# root bind



## blondlebanese (Oct 26, 2014)

how important is it to let a plant become root bound before transplanting it?


----------



## Rosebud (Oct 26, 2014)

If your plant is root bound, transplant it.  IF it isn't don't.


----------



## blondlebanese (Oct 26, 2014)

ok clear enough.  but,  what is the purpose of letting the roots over crowd?  wouldn't it be better to give roots more room before they get bound up?


----------



## JustAnotherAntMarching (Oct 26, 2014)

Im a fan of the Airpots as well....  great root growth multi


----------



## Rosebud (Oct 26, 2014)

I use smart pots as they air prune the roots as they grow out of the pot. There is no good reason to have roots bound. It doesn't help anything if that is what you are thinking.

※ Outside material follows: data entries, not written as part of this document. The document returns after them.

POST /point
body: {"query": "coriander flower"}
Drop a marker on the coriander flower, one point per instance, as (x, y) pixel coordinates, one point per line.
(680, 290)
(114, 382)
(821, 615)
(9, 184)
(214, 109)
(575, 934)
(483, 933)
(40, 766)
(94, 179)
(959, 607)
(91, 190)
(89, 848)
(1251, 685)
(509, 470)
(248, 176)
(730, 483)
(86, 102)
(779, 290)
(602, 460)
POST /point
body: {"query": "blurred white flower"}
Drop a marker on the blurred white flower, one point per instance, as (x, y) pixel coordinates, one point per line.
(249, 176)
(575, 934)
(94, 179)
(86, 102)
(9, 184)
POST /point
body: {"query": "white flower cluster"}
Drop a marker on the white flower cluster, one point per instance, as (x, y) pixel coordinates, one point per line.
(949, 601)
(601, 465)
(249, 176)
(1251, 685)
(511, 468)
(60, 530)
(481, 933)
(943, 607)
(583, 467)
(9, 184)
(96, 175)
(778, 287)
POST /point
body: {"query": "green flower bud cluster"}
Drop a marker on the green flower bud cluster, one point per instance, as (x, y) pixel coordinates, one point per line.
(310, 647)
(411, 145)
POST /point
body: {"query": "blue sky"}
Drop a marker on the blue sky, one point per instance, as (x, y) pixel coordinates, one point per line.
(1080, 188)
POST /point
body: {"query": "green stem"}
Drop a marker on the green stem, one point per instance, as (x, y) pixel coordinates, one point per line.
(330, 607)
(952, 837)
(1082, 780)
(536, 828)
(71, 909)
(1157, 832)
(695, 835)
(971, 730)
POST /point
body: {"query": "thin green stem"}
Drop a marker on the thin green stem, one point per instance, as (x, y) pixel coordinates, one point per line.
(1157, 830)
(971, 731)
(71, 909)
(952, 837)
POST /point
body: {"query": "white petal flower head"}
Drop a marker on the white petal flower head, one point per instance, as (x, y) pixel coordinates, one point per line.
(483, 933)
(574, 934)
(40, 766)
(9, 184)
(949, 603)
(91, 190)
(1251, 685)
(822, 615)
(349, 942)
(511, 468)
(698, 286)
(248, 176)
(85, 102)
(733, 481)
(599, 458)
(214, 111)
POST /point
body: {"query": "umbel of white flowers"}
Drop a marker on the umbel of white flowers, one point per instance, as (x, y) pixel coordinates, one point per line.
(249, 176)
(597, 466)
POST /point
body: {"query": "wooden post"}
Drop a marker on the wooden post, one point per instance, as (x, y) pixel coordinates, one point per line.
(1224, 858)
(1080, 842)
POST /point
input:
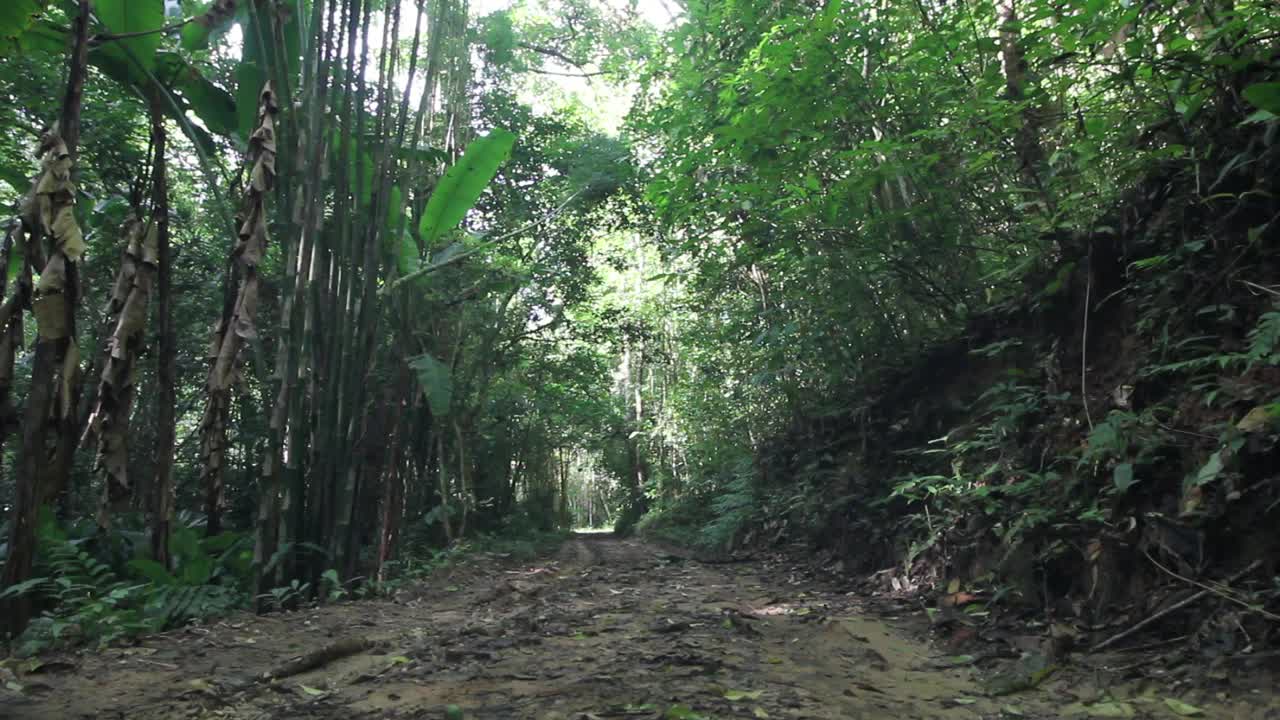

Yes, you are correct more room is better for the plant to transplant then keep them crowded.

Nice roots Multi.


----------



## Hushpuppy (Oct 26, 2014)

You will find, if you have a plant in a plastic 12oz cup and it is growing really well, that if you then transplant it to a 3-5gallon pot of medium, it will quit growing and just sit there for a period of time that could be as much as a couple weeks. The reason is that the plant has paused its veg growth so that it can grow the root mass. Once the root mass has reached a stopping point, then the veg will take off again. So it doesn't matter a whole lot about "root bind" in smaller pots versus "root freedom" in huge pots. 

It is a factor that very much affects the plants, but you can grow a nice plant in a 2ltr bottle and watch it get seriously root bound, and if you feed and water it properly, it will still grow and produce quite nicely. I once grew a plant in a 16oz plastic dinner glass as a part of a contest and that one plant produced 1oz of dry bud.


----------